In relatively healthy Finnish adults aged 34–49, followed for 7–9 years, a simple combination of conventional demographic, lifestyle and anthropometric variables predicted a broad composite of incident non-communicable disease better than any single tested epigenetic clock model.

It also shows that the apparent predictive effects of GrimAge, PCPhenoAge and DunedinPACE were substantially attenuated by BMI and waist-to-hip ratio.

What it does not establish

It does not show that:

  • epigenetic clocks are not measures of biological ageing;
  • clocks cannot predict mortality or particular diseases;
  • clocks are useless in older adults;
  • clocks cannot monitor responses to interventions;
  • clocks add exactly zero information;
  • methylation biomarkers could not outperform conventional factors if trained specifically for the relevant disease and population.

Overall appraisal

This is a valuable negative or sobering result, with a well-chosen translational question. Its main message is credible:

Association with disease is not enough to justify a costly biomarker when cheap measurements already capture the same information.
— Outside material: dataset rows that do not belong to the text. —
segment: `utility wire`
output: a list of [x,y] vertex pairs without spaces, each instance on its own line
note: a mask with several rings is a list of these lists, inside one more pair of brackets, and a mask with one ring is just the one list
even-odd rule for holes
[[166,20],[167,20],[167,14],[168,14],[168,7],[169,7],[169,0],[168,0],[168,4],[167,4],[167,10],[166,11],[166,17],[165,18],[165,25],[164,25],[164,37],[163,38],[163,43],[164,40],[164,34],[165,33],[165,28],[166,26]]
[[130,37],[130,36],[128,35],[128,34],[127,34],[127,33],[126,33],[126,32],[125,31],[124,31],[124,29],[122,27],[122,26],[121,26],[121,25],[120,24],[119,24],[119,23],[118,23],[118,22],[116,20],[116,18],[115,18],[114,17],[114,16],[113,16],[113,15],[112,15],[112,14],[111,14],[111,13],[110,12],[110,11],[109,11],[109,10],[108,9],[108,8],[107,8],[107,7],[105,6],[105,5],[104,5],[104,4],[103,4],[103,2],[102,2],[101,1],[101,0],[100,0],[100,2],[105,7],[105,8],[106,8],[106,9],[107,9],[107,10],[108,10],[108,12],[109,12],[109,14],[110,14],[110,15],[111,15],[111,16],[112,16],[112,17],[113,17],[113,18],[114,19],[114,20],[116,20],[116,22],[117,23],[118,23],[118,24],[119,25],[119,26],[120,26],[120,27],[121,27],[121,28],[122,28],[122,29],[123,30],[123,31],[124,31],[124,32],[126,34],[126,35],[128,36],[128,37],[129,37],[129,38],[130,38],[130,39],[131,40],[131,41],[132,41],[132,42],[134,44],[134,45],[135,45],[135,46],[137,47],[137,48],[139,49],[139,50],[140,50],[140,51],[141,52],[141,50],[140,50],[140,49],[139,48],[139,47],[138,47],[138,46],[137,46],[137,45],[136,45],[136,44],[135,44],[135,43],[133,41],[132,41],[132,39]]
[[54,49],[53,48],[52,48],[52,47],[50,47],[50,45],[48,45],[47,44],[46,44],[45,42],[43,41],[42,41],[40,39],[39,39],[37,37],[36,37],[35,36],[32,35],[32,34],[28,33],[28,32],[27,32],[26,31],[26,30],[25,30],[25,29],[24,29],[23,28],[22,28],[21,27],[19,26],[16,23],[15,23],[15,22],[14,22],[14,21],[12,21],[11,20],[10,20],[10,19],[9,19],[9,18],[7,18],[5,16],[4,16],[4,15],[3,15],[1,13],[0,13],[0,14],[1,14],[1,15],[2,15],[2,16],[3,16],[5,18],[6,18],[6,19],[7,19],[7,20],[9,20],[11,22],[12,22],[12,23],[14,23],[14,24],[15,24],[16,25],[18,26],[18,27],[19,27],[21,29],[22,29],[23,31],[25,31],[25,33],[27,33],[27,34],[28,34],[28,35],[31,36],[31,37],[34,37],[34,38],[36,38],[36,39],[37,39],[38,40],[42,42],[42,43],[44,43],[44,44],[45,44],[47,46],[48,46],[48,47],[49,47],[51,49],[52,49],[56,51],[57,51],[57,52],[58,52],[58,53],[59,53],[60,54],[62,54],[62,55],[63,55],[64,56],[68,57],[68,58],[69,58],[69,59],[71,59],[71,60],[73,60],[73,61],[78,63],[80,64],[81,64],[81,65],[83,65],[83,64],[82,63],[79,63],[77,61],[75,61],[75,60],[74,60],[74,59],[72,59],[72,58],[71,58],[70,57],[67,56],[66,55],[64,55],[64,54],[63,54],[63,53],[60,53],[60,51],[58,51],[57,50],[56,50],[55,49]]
However, the evidence is best regarded as cohort- and endpoint-specific. The heterogeneous composite outcome, limited sample size, narrow age range, modest discrimination, absence of detailed incremental-prediction and validation analyses, and lack of disease-specific outcomes prevent a broad verdict against epigenetic clocks.

The paper is strongest as a critique of consumer-facing claims that a single epigenetic-age number provides clinically superior personal risk information. It is weaker as a critique of epigenetic clocks as mechanistic or intervention-response biomarkers.